Anti-reverse cap analog (ARCA), a legacy co-transcriptional capping approach, results in an inferior and immunogenic Cap0 structure and is comparatively inefficient, yielding only ~70% capped mRNA. Further advancements in cap analog technology have improved capping efficiency, stability, and immunogenicity. Continued innovation in mRNA capping technology will be instrumental in increasing manufacturing efficiency, reducing manufacturing costs, and making safer and more effective mRNA-based therapeutics a reality.
Over the last thirty years, mRNA-based vaccines and therapeutics have made the journey from concept to nascent reality.

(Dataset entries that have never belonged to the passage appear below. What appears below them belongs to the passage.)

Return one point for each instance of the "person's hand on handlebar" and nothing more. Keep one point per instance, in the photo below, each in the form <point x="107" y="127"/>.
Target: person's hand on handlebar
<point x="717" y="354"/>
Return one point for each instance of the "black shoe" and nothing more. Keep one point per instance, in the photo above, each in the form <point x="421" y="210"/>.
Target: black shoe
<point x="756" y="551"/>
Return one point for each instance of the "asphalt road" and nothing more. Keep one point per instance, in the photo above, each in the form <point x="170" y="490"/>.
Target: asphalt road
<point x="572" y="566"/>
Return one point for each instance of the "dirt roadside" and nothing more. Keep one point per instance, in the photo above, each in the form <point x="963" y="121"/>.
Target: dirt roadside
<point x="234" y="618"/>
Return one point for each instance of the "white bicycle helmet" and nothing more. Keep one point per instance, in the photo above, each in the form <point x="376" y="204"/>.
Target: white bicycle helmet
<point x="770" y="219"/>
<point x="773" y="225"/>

Over 100 clinical trials of mRNA products were initiated as of 2022, and two FDA-approved mRNA vaccines are currently available. mRNA therapeutics offer a path to treating previously undruggable targets and present new potential for treating cancers, curing genetic disorders, preventing infectious diseases, and more.
Continued momentum in the field will undoubtedly have a massive impact on global health, but such progress is contingent on further innovation in technology used to develop these drugs. Novel techniques for mRNA delivery, capping and more will be the key to producing more effective vaccines and lifesaving therapeutics safely, efficiently and on a wider scale than ever before.